On the Inside Cisco IT blog a post details how they have been implementing Cisco Wide Area Application Services (WAAS) for internal IT at Cisco. The implementation update noted that they deployed WAAS to 200 remote offices worldwide and when fully deployed over the next six months will have implemented WAAS in approximately 300 offices and eight data centers world wide. The Riverbed blog was quick to post replies titled “Will Cisco ever catch up to Riverbed?” and “Is Cisco still trying to eat their own dogfood?“.
Heading to the clouds
Despite Oracle’s CEO Larry Ellison not getting this Cloud Computing thing, there is no doubt 2009 recorded a flurry of cloud news. WAN optimization is a critical element of many clouds and their supporting infrastructures. VMblog.com points out that the need for WAN optimization will become abundantly clear in 2010 as companies look to centralize services to the cloud and increase application performance and enterprise productivity. he article is written by Shawn Cooney, founder of Certeon, a Massachusetts based company providing application acceleration appliances and software.
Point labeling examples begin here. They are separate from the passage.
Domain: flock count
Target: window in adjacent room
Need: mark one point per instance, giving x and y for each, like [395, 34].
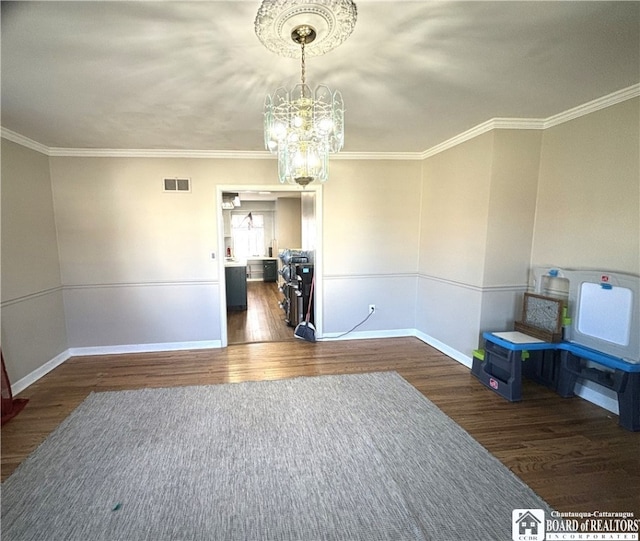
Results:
[248, 234]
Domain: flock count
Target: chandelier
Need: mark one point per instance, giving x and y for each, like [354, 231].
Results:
[302, 127]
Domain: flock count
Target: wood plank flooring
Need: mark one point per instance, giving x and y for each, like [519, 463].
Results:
[263, 320]
[569, 451]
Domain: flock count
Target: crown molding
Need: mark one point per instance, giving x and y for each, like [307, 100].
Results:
[630, 92]
[625, 94]
[489, 125]
[157, 153]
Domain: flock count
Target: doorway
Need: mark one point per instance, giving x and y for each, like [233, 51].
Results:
[263, 320]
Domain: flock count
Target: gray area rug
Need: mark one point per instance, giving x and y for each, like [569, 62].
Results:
[357, 457]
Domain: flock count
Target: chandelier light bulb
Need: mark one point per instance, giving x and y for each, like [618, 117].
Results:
[302, 127]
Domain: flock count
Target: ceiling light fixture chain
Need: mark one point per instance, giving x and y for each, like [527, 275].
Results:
[300, 126]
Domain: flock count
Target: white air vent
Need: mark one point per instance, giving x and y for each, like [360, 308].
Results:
[177, 184]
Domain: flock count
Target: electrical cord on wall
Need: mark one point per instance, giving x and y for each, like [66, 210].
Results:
[355, 327]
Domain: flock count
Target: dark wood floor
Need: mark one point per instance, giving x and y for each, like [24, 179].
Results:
[569, 451]
[263, 320]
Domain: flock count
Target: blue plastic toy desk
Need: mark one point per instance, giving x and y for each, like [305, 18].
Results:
[501, 370]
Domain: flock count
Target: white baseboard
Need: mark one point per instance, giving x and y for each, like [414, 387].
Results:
[597, 397]
[366, 335]
[447, 350]
[144, 348]
[47, 367]
[34, 376]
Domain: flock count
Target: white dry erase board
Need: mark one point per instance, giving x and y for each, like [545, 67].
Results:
[604, 312]
[603, 309]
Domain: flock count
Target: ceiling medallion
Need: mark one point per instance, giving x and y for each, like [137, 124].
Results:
[332, 20]
[303, 126]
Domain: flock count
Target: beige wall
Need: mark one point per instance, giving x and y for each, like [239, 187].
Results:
[511, 209]
[478, 206]
[33, 322]
[372, 217]
[588, 206]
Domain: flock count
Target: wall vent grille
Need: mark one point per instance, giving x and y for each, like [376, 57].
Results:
[177, 184]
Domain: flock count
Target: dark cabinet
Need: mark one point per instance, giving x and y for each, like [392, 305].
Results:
[270, 270]
[236, 286]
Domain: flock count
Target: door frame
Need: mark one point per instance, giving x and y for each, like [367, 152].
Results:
[316, 190]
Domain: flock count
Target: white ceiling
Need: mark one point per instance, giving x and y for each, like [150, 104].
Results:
[193, 75]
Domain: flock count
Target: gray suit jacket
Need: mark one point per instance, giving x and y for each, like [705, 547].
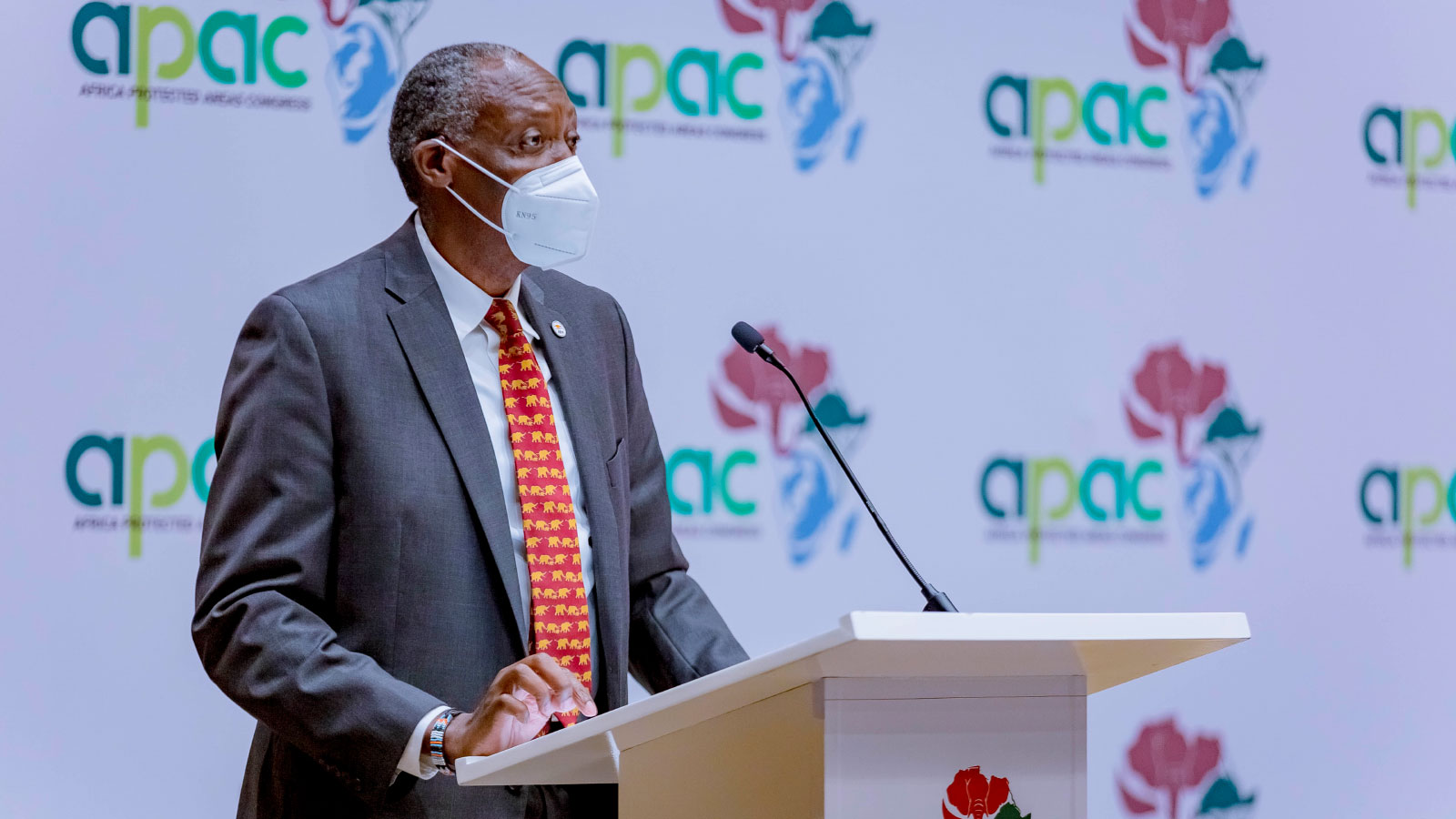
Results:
[357, 567]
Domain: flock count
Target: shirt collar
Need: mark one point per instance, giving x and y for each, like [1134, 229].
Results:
[465, 300]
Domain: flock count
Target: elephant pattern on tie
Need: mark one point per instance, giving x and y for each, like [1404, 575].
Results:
[560, 629]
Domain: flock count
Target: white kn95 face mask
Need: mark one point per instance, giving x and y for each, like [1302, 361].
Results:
[548, 215]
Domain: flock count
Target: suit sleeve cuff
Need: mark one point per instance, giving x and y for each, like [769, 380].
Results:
[414, 761]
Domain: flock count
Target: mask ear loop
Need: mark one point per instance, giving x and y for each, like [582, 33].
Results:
[468, 206]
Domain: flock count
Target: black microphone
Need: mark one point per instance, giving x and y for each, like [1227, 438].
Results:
[752, 339]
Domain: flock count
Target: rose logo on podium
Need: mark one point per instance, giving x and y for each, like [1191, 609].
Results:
[1167, 770]
[973, 796]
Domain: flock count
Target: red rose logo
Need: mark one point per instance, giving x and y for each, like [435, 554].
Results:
[1176, 392]
[1177, 26]
[781, 11]
[973, 796]
[1167, 761]
[756, 394]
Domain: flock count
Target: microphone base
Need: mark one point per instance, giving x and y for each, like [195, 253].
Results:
[939, 602]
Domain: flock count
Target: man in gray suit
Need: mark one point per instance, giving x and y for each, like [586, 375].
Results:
[375, 542]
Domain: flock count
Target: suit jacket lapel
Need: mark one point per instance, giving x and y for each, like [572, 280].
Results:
[579, 382]
[427, 337]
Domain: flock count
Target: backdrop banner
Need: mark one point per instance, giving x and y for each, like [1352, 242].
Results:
[1116, 307]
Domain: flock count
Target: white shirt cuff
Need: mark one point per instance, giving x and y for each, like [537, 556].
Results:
[414, 761]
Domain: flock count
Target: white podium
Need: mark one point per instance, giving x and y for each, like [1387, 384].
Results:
[887, 716]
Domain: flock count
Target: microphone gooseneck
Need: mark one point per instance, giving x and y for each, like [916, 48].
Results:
[752, 339]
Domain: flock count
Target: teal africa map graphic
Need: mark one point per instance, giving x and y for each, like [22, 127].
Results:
[1200, 43]
[819, 48]
[368, 57]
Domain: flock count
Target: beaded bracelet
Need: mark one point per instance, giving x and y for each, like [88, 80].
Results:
[437, 742]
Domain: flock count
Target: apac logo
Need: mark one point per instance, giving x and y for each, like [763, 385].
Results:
[1417, 142]
[778, 450]
[604, 85]
[1168, 774]
[1390, 504]
[975, 796]
[120, 479]
[108, 50]
[366, 57]
[1215, 77]
[1190, 411]
[723, 94]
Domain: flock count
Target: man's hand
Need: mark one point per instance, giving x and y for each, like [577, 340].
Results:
[516, 707]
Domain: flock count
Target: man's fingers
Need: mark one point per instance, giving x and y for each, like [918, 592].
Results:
[521, 675]
[513, 707]
[551, 671]
[562, 681]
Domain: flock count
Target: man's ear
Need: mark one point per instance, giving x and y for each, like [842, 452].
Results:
[431, 165]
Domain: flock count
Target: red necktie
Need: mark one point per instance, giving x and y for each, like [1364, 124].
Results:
[560, 622]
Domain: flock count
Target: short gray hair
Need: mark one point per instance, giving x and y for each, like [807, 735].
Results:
[439, 98]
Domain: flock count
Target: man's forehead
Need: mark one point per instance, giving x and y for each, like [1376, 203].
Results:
[517, 89]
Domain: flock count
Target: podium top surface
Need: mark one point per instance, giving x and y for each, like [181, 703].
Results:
[1104, 649]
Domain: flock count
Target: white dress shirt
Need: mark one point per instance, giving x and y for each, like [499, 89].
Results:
[482, 346]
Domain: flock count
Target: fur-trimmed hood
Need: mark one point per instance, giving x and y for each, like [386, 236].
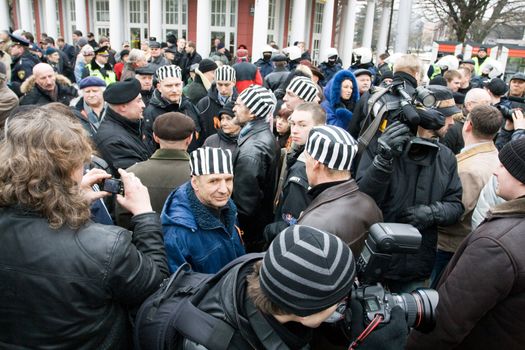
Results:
[29, 84]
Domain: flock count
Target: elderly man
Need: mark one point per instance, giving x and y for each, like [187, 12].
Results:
[120, 137]
[221, 92]
[199, 217]
[45, 86]
[255, 163]
[168, 98]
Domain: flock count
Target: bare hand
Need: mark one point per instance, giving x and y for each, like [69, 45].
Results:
[136, 196]
[88, 180]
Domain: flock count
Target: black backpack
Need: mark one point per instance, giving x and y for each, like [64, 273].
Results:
[171, 313]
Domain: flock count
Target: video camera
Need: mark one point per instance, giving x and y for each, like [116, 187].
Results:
[385, 239]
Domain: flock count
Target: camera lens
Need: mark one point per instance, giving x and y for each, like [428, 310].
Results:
[420, 308]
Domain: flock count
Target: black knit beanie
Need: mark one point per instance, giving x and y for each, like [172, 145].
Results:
[306, 271]
[512, 156]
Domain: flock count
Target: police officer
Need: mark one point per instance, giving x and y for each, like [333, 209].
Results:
[23, 62]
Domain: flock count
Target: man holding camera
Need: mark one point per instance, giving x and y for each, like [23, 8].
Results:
[412, 180]
[482, 289]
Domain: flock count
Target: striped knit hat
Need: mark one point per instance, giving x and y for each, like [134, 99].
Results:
[259, 100]
[225, 73]
[306, 271]
[208, 161]
[304, 88]
[332, 146]
[171, 71]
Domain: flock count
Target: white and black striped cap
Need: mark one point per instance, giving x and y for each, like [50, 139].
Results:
[208, 161]
[304, 88]
[170, 71]
[306, 270]
[259, 100]
[225, 73]
[332, 146]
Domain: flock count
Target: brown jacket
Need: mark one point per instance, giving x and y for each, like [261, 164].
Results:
[344, 211]
[475, 167]
[482, 291]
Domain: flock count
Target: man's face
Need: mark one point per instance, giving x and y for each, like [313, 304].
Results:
[93, 96]
[364, 82]
[171, 89]
[242, 113]
[46, 79]
[291, 100]
[454, 84]
[300, 125]
[213, 190]
[517, 88]
[146, 81]
[225, 88]
[134, 108]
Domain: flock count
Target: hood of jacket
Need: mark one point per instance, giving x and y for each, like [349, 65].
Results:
[30, 83]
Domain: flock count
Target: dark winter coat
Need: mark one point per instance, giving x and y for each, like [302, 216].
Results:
[71, 289]
[408, 185]
[121, 142]
[482, 291]
[336, 112]
[34, 95]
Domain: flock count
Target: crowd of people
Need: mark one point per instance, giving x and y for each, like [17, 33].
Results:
[218, 157]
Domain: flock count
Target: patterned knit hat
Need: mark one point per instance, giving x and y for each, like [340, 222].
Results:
[512, 156]
[259, 100]
[304, 88]
[306, 270]
[225, 73]
[332, 146]
[208, 161]
[170, 71]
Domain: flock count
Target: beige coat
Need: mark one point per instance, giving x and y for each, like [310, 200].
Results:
[475, 167]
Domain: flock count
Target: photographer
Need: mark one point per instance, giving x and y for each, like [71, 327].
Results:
[66, 281]
[424, 194]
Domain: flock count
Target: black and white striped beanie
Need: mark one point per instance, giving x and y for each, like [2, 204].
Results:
[259, 100]
[304, 88]
[332, 146]
[170, 71]
[306, 271]
[225, 73]
[208, 161]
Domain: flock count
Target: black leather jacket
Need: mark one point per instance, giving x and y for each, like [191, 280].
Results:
[72, 289]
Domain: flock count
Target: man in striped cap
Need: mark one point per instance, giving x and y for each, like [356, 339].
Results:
[337, 204]
[199, 217]
[168, 97]
[255, 163]
[221, 92]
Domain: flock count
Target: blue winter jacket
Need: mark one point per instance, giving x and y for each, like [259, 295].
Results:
[193, 234]
[336, 112]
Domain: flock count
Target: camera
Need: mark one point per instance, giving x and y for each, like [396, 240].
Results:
[113, 186]
[385, 239]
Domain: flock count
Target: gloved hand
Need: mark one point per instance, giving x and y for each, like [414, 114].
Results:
[420, 216]
[388, 336]
[392, 142]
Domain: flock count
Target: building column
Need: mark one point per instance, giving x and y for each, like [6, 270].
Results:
[349, 30]
[326, 29]
[403, 26]
[25, 15]
[50, 13]
[369, 24]
[203, 28]
[298, 21]
[155, 19]
[383, 30]
[116, 28]
[260, 28]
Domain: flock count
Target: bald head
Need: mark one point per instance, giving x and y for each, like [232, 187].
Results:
[44, 76]
[476, 97]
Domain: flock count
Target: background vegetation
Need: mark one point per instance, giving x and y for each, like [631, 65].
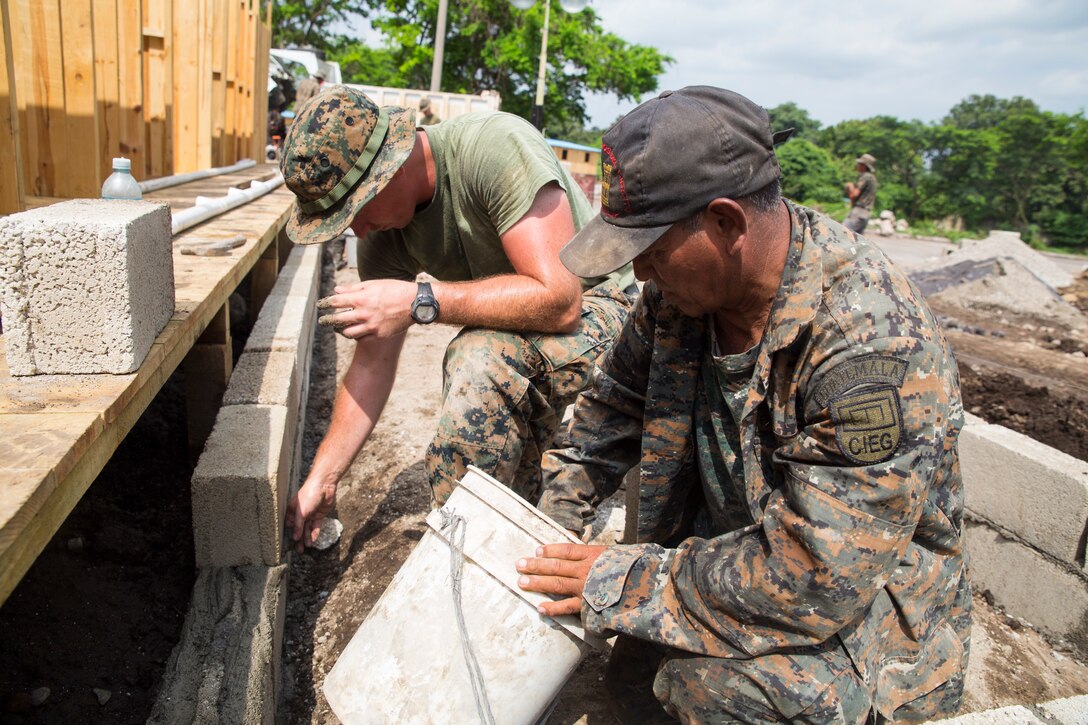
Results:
[989, 163]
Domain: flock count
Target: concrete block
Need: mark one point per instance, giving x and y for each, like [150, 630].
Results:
[1028, 488]
[226, 667]
[261, 378]
[85, 285]
[1012, 715]
[240, 484]
[1067, 711]
[1028, 585]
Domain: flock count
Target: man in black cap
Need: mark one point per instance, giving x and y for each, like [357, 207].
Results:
[793, 409]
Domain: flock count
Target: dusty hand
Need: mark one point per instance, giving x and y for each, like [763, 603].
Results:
[307, 510]
[378, 307]
[559, 569]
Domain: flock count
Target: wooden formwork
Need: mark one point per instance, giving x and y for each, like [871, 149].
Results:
[173, 85]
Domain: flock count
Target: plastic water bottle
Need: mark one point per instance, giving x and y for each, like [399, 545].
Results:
[121, 184]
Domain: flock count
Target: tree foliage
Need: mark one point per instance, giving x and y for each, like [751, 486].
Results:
[493, 46]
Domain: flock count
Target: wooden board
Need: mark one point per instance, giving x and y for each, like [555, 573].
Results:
[57, 432]
[11, 184]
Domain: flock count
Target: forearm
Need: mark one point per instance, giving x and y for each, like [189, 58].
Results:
[511, 302]
[358, 405]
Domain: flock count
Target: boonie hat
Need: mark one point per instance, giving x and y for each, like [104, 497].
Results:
[341, 150]
[868, 160]
[666, 160]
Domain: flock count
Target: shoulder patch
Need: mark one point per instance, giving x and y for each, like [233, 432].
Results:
[868, 424]
[865, 370]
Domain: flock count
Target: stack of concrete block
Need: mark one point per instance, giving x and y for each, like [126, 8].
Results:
[1027, 508]
[243, 478]
[85, 285]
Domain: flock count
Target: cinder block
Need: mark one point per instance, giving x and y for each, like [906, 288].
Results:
[1012, 715]
[85, 285]
[1028, 585]
[1067, 711]
[239, 487]
[1030, 489]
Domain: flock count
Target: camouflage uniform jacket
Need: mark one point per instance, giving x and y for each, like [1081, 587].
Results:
[851, 478]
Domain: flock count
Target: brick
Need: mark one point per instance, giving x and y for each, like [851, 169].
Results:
[1030, 489]
[240, 484]
[1028, 585]
[85, 285]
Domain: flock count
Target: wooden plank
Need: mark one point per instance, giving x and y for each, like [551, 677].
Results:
[40, 91]
[12, 192]
[78, 175]
[220, 48]
[132, 135]
[54, 445]
[107, 90]
[159, 86]
[186, 84]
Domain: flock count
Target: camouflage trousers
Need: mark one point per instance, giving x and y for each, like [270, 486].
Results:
[856, 220]
[504, 394]
[648, 684]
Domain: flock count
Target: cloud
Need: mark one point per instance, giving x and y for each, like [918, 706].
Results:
[851, 59]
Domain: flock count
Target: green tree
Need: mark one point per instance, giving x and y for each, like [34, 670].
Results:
[791, 115]
[808, 173]
[307, 23]
[492, 46]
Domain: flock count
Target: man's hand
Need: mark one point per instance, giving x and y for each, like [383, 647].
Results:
[381, 308]
[307, 510]
[559, 569]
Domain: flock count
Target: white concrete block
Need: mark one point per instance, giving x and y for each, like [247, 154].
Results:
[1067, 711]
[1012, 715]
[240, 484]
[1030, 489]
[1028, 585]
[85, 285]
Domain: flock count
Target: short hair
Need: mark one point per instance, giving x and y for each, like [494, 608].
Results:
[763, 200]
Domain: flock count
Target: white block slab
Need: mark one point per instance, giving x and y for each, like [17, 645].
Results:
[85, 285]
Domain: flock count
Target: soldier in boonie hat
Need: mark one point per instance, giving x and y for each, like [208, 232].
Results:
[341, 151]
[456, 223]
[792, 410]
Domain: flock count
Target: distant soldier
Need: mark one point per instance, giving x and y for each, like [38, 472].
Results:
[427, 117]
[309, 88]
[863, 195]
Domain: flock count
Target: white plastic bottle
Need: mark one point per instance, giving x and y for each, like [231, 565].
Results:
[121, 184]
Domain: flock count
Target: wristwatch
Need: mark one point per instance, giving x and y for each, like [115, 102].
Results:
[424, 308]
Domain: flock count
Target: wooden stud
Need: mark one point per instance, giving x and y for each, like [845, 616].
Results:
[132, 142]
[107, 91]
[12, 193]
[81, 160]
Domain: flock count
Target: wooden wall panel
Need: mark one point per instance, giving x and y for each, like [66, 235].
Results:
[79, 176]
[11, 176]
[132, 142]
[107, 87]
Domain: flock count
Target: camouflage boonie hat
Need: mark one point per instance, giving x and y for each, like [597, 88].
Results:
[341, 150]
[868, 160]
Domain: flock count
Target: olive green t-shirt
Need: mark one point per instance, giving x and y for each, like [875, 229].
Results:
[489, 167]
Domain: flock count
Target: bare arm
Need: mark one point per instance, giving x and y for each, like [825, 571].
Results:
[541, 296]
[359, 403]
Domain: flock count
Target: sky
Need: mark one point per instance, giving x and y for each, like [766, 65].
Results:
[847, 59]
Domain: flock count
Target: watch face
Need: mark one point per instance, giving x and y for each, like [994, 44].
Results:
[425, 314]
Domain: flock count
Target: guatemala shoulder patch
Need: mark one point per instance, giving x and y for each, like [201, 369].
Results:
[863, 397]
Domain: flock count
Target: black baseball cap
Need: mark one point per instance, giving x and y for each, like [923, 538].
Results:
[666, 160]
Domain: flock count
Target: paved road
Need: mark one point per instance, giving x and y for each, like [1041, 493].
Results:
[910, 253]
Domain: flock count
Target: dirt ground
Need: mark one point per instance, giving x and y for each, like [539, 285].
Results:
[103, 605]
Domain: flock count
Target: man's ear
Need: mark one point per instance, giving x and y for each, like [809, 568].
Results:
[727, 223]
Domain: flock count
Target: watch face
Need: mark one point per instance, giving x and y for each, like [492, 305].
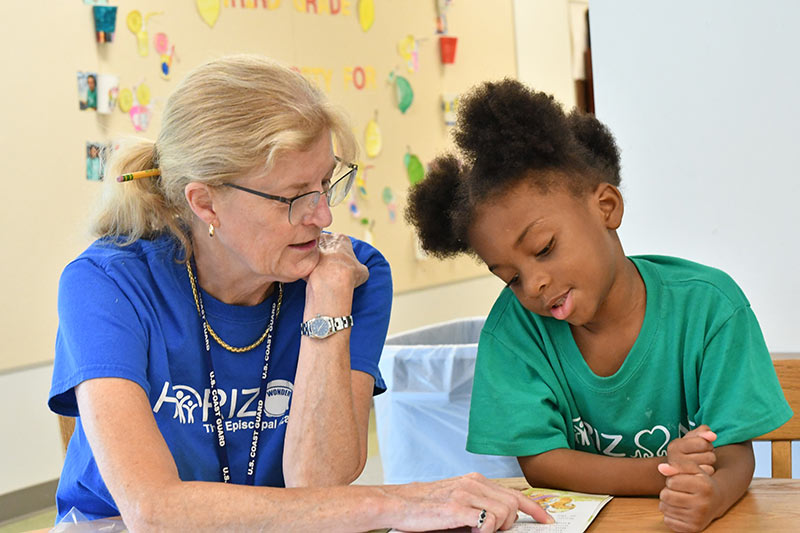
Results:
[319, 327]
Furthering the link between WAN optimization and cloud computing, Gregory Ness reports on Lew’s Law and the fortune of the network equipment industry at Seeking Alpha. The article explains Sun Microsystem’s Cloud CTO Lew Tucker’s prediction that IT expenses would increasingly track to the cost of electricity.
Gregory extends the law to network equipment leaders such as Cisco (CSCO), Juniper (JNPR), F5 Networks (FFIV) and Riverbed (RVBD) stating that the automation of the network will shape fortunes of these companies. He states “those who see this trend coming and align their offerings with these new demands will obtain strategic advantage over the leagues of tired offerings continuing to monetize complexity and manual labor as CIOs face increasing pressures from alternative cloud computing models and the spread of virtualization.”
Also highlighting the benefits of WAN optimization in the cloud, a IT Business Edge article records an interview with Adam Davison, vice president of corporate sales and marketing at Expand Networks. Earlier this month Global Crossing announced the addition of Juniper Networks equipment to WXC series application acceleration platforms for WAN optimization.
2010 is poised to be a break-out year, whether it is through additional acquisitions within the industry, or greater speed of adoption in corporate IT and the clouds.